Nous ne sommes qu’une poignée de chanceux à avoir été conviés à ce voyage qui, sans doute, nous marquera à vie. Les experts du Grand Théâtre de Genève (désormais transformé en spatioport) préparent depuis plusieurs années cette expédition inédite. Nos guides, Damien Jalet et Sidi Larbi Cherkaoui, nous accueillent à bord de la fusée « Allemonde ». L’objet de notre voyage est pour le moins singulier : on parle depuis peu d’un astre non identifié et bien mystérieux, que les chercheurs ont baptisé « Mélisande ». Un phénomène gravitationnel qui, paraît-il, a déjà fait tourner plus d’une planète sur son axe…
Nous prenons place dans la capsule, priés de nous attacher, car le décollage nous plongera dans le grand bain de l’inconnu. Quelques secondes suffisent pour quitter la Terre et, avec elle, toute notion humaine. L’obscurité s’épaissit ; le silence devient presque assourdissant.

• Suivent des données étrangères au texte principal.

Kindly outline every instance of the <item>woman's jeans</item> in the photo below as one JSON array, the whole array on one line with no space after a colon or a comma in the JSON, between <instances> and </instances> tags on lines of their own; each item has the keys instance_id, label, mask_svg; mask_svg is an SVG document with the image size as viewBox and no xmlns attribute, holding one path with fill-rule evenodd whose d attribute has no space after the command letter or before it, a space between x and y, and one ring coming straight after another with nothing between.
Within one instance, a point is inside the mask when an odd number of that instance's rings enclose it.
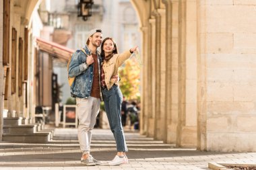
<instances>
[{"instance_id":1,"label":"woman's jeans","mask_svg":"<svg viewBox=\"0 0 256 170\"><path fill-rule=\"evenodd\" d=\"M107 88L104 88L102 94L106 116L116 140L117 151L127 152L121 116L122 92L118 86L114 85L109 91Z\"/></svg>"}]
</instances>

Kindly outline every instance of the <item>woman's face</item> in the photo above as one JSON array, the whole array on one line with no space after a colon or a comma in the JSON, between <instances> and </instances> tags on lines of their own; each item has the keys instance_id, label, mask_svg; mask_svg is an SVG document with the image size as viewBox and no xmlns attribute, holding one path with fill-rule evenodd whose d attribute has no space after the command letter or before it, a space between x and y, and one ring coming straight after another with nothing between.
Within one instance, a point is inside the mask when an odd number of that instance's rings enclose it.
<instances>
[{"instance_id":1,"label":"woman's face","mask_svg":"<svg viewBox=\"0 0 256 170\"><path fill-rule=\"evenodd\" d=\"M103 50L104 52L111 54L114 50L114 42L111 40L106 40L103 44Z\"/></svg>"}]
</instances>

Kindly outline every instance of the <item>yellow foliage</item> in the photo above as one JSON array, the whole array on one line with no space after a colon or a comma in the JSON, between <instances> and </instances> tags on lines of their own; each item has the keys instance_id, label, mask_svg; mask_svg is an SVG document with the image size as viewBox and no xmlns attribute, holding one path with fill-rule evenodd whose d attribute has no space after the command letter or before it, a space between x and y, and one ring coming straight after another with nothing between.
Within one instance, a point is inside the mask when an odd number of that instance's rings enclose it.
<instances>
[{"instance_id":1,"label":"yellow foliage","mask_svg":"<svg viewBox=\"0 0 256 170\"><path fill-rule=\"evenodd\" d=\"M140 99L141 68L134 58L127 60L119 69L120 89L128 100Z\"/></svg>"}]
</instances>

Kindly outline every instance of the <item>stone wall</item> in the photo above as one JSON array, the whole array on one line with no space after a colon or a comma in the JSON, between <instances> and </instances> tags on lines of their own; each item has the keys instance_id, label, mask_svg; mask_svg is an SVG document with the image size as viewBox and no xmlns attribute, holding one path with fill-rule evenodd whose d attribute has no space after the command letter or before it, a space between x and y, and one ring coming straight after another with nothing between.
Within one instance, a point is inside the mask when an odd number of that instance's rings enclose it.
<instances>
[{"instance_id":1,"label":"stone wall","mask_svg":"<svg viewBox=\"0 0 256 170\"><path fill-rule=\"evenodd\" d=\"M205 68L200 74L205 75L201 148L255 151L256 3L198 1Z\"/></svg>"}]
</instances>

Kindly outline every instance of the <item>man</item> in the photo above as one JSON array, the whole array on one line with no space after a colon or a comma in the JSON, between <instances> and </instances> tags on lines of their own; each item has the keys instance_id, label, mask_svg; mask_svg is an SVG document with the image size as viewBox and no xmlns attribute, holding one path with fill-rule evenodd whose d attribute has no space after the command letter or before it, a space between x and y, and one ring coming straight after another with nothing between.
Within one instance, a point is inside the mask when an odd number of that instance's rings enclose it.
<instances>
[{"instance_id":1,"label":"man","mask_svg":"<svg viewBox=\"0 0 256 170\"><path fill-rule=\"evenodd\" d=\"M102 58L97 51L102 41L101 30L90 31L86 46L77 50L72 56L69 76L75 77L71 86L73 97L76 97L77 113L79 120L78 140L82 157L81 163L90 166L100 164L90 154L92 130L100 110L100 64Z\"/></svg>"}]
</instances>

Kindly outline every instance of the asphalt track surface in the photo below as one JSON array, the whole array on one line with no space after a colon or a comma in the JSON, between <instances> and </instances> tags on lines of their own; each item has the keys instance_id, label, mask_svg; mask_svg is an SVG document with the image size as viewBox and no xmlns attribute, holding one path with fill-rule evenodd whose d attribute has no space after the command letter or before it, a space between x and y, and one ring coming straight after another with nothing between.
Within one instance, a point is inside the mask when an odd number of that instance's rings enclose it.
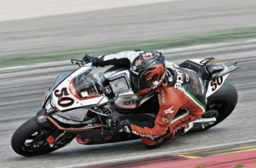
<instances>
[{"instance_id":1,"label":"asphalt track surface","mask_svg":"<svg viewBox=\"0 0 256 168\"><path fill-rule=\"evenodd\" d=\"M241 68L228 81L236 87L239 100L233 113L222 123L205 132L179 137L156 150L148 150L139 140L113 144L83 146L75 140L69 146L51 154L26 158L15 154L10 139L18 126L40 110L44 91L56 75L73 71L75 65L69 62L34 66L26 69L1 71L0 80L0 167L56 167L153 154L194 147L207 146L244 140L255 140L254 106L256 98L256 42L231 45L192 48L164 51L166 59L177 64L188 58L207 58L237 61Z\"/></svg>"},{"instance_id":2,"label":"asphalt track surface","mask_svg":"<svg viewBox=\"0 0 256 168\"><path fill-rule=\"evenodd\" d=\"M256 26L253 22L255 5L253 0L243 3L225 0L222 3L212 0L181 1L0 22L0 55ZM98 146L83 146L73 141L51 154L26 158L12 151L12 134L40 110L44 91L56 75L73 71L76 67L64 62L0 70L0 167L63 167L256 139L256 42L166 51L164 54L167 60L177 64L188 58L210 56L237 61L241 68L228 78L237 88L239 96L233 113L207 131L180 136L156 150L147 150L140 140Z\"/></svg>"}]
</instances>

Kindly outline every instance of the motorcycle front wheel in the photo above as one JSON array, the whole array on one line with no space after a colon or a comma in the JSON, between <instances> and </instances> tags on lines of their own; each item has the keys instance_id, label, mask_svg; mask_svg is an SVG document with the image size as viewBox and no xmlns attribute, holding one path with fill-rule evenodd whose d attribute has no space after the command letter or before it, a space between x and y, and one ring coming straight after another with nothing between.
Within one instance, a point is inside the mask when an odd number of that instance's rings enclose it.
<instances>
[{"instance_id":1,"label":"motorcycle front wheel","mask_svg":"<svg viewBox=\"0 0 256 168\"><path fill-rule=\"evenodd\" d=\"M26 121L14 132L11 138L11 147L22 156L32 157L51 153L69 144L51 145L46 140L55 130L54 128L40 125L36 117Z\"/></svg>"}]
</instances>

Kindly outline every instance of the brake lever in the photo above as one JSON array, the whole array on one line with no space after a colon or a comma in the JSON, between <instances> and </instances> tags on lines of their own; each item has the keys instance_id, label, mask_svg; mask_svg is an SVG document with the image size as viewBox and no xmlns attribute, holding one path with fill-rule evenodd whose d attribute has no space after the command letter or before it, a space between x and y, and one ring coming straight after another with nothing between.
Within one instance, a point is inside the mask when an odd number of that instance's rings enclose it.
<instances>
[{"instance_id":1,"label":"brake lever","mask_svg":"<svg viewBox=\"0 0 256 168\"><path fill-rule=\"evenodd\" d=\"M79 66L79 67L81 67L81 65L79 63L78 63L77 62L83 62L83 60L75 60L75 59L71 59L71 61L72 65L73 65L74 61L75 61L75 64Z\"/></svg>"}]
</instances>

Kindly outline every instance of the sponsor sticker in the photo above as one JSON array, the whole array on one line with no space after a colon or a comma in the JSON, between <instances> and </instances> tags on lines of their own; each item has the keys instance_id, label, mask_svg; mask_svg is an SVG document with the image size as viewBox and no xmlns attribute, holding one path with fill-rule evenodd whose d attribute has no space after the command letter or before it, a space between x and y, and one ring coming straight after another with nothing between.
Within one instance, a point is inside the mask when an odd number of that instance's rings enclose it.
<instances>
[{"instance_id":1,"label":"sponsor sticker","mask_svg":"<svg viewBox=\"0 0 256 168\"><path fill-rule=\"evenodd\" d=\"M137 104L139 103L139 101L137 99L133 99L129 101L123 101L123 105L125 106L129 106L129 105L133 105L133 104Z\"/></svg>"}]
</instances>

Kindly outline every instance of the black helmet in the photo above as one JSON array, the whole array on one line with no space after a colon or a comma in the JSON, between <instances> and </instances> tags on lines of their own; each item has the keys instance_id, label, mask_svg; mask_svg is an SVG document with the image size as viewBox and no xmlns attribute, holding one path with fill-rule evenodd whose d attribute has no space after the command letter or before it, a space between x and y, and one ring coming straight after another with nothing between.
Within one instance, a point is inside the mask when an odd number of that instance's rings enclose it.
<instances>
[{"instance_id":1,"label":"black helmet","mask_svg":"<svg viewBox=\"0 0 256 168\"><path fill-rule=\"evenodd\" d=\"M133 91L143 95L156 89L165 78L166 68L161 52L141 53L131 63L130 85Z\"/></svg>"}]
</instances>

Il n’y a bientôt plus de chaleur humaine. Soudain, devant le hublot central, une vue époustouflante se dévoile : étoiles inconnues, poussières d’astéroïdes et fragments de cristaux dérivent lentement, formant des constellations tantôt étincelantes, tantôt à peine perceptibles, comme un clin d’œil du cosmos.

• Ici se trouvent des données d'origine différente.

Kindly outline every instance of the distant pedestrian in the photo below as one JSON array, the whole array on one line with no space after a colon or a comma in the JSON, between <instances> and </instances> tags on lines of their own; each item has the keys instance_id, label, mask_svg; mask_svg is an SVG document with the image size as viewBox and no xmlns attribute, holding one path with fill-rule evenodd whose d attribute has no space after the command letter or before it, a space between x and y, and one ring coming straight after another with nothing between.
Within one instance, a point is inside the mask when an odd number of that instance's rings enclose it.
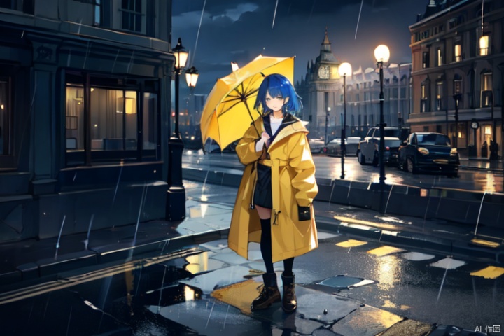
<instances>
[{"instance_id":1,"label":"distant pedestrian","mask_svg":"<svg viewBox=\"0 0 504 336\"><path fill-rule=\"evenodd\" d=\"M264 288L252 310L280 302L273 262L284 260L282 309L296 310L294 257L318 247L313 200L318 191L315 164L302 122L290 113L302 108L285 76L266 76L254 108L263 111L236 147L246 165L238 190L228 238L229 247L248 258L248 243L260 242L266 273ZM258 136L256 130L262 130Z\"/></svg>"},{"instance_id":2,"label":"distant pedestrian","mask_svg":"<svg viewBox=\"0 0 504 336\"><path fill-rule=\"evenodd\" d=\"M482 158L488 158L488 144L486 141L482 145Z\"/></svg>"}]
</instances>

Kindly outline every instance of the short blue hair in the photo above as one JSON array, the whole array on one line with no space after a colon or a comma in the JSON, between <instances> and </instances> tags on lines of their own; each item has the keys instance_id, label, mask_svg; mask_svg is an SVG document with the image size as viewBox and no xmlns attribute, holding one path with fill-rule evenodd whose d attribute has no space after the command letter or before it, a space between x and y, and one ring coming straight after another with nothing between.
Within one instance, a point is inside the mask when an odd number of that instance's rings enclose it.
<instances>
[{"instance_id":1,"label":"short blue hair","mask_svg":"<svg viewBox=\"0 0 504 336\"><path fill-rule=\"evenodd\" d=\"M279 74L272 74L267 76L259 86L257 98L255 99L255 108L262 107L263 113L270 111L266 105L266 93L273 97L281 97L284 99L289 98L284 105L289 113L295 113L302 108L301 97L296 93L290 81L284 76Z\"/></svg>"}]
</instances>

En apesanteur, les nombreuses particules célestes (le Ballet du Grand Théâtre de Genève) dessinent des spirales de lumière, laissant derrière elles une traînée de poussière scintillante, visible à l’œil nu. Dans ce calme presque oppressant, nous apprenons à écouter le grand silence du vide, dans cet univers dénué de nos repères sensoriels.

LE PHÉNOMÈNE MÉLISANDE
Soudain, la voix du pilote, Juraj Valčuha, retentit. Avec l’assurance d’un capitaine passionné, il connaît les moindres lois de la gravité, les risques d’implosion de chaque étoile et les secrets les plus enfouis de cette ère encore inconnue.

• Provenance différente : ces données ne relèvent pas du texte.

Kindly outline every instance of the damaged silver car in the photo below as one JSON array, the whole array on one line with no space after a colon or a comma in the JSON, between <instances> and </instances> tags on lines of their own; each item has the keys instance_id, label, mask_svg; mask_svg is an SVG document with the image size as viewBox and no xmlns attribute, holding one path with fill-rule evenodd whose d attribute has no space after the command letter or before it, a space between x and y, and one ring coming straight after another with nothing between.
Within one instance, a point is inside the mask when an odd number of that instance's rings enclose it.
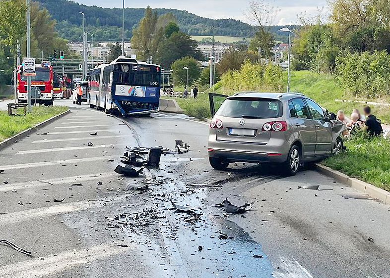
<instances>
[{"instance_id":1,"label":"damaged silver car","mask_svg":"<svg viewBox=\"0 0 390 278\"><path fill-rule=\"evenodd\" d=\"M209 94L210 164L224 170L236 162L279 163L294 175L304 162L319 161L343 149L342 124L298 93L245 92Z\"/></svg>"}]
</instances>

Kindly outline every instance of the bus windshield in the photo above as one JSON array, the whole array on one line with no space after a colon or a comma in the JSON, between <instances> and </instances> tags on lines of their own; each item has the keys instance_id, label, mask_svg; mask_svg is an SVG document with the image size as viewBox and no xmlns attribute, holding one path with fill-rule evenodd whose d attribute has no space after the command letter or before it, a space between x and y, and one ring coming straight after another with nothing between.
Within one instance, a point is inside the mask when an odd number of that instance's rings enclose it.
<instances>
[{"instance_id":1,"label":"bus windshield","mask_svg":"<svg viewBox=\"0 0 390 278\"><path fill-rule=\"evenodd\" d=\"M49 71L37 71L35 76L31 76L31 81L49 81L50 77L50 72ZM24 76L20 73L20 79L22 81L26 81L27 80L26 76Z\"/></svg>"},{"instance_id":2,"label":"bus windshield","mask_svg":"<svg viewBox=\"0 0 390 278\"><path fill-rule=\"evenodd\" d=\"M117 64L114 69L113 81L131 86L158 87L160 74L156 66Z\"/></svg>"}]
</instances>

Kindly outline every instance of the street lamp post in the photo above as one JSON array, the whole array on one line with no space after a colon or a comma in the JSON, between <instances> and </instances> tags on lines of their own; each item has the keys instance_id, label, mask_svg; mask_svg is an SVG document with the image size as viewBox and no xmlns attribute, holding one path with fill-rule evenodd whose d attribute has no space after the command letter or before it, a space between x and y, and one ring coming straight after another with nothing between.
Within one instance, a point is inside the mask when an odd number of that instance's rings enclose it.
<instances>
[{"instance_id":1,"label":"street lamp post","mask_svg":"<svg viewBox=\"0 0 390 278\"><path fill-rule=\"evenodd\" d=\"M2 94L2 72L4 70L0 70L0 95Z\"/></svg>"},{"instance_id":2,"label":"street lamp post","mask_svg":"<svg viewBox=\"0 0 390 278\"><path fill-rule=\"evenodd\" d=\"M81 37L82 37L82 76L83 77L85 75L85 69L84 68L84 61L85 60L85 42L84 42L84 13L81 11L78 12L79 13L80 13L82 15L82 35Z\"/></svg>"},{"instance_id":3,"label":"street lamp post","mask_svg":"<svg viewBox=\"0 0 390 278\"><path fill-rule=\"evenodd\" d=\"M281 32L288 32L288 68L287 69L287 93L290 92L290 53L291 53L291 36L292 30L290 30L287 27L284 27L280 29L279 31Z\"/></svg>"},{"instance_id":4,"label":"street lamp post","mask_svg":"<svg viewBox=\"0 0 390 278\"><path fill-rule=\"evenodd\" d=\"M187 67L184 67L183 68L183 69L185 69L187 71L187 79L186 82L186 89L187 89L187 91L188 91L188 68Z\"/></svg>"}]
</instances>

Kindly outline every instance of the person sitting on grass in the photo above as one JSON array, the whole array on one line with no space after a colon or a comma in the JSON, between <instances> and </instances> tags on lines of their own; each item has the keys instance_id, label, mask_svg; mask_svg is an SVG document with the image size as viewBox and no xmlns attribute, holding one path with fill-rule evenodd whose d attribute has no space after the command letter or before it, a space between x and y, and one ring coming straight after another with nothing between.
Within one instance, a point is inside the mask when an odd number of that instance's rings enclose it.
<instances>
[{"instance_id":1,"label":"person sitting on grass","mask_svg":"<svg viewBox=\"0 0 390 278\"><path fill-rule=\"evenodd\" d=\"M370 136L381 136L383 133L382 126L377 117L371 114L371 107L365 106L363 111L367 118L365 124L367 127L367 133Z\"/></svg>"}]
</instances>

Il annonce que nous approchons de notre destination. Les passagers, fascinés, se pressent contre les hublots. Et puis, au loin, elle apparaît. Objet et but de notre trajet, la planète Mélisande (Mari Eriksmoen) danse sous nos yeux. Composée de brume et dépourvue de centre, elle diffuse un éclat d’un bleu azur parsemé de vapeur vaporeuse, rappelant les reflets d’un lac. Mélisande attire irrésistiblement, mais quiconque s’approche trop près invariablement se consume…

C’est le sort tragique de l’astre Pelléas (Björn Bürger), à l’allure invincible et ambitieuse, qui, après avoir longtemps gravité à distance autour d’elle, a fini par se laisser happer, brûlé par ses ondes ensorcelantes. Non loin se trouve la planète Golaud (Leigh Melrose), sombre, aux reflets noirs et magnétiques. Restant en retrait par rapport à son congénère, elle semble elle aussi sous le charme de la curieuse Mélisande.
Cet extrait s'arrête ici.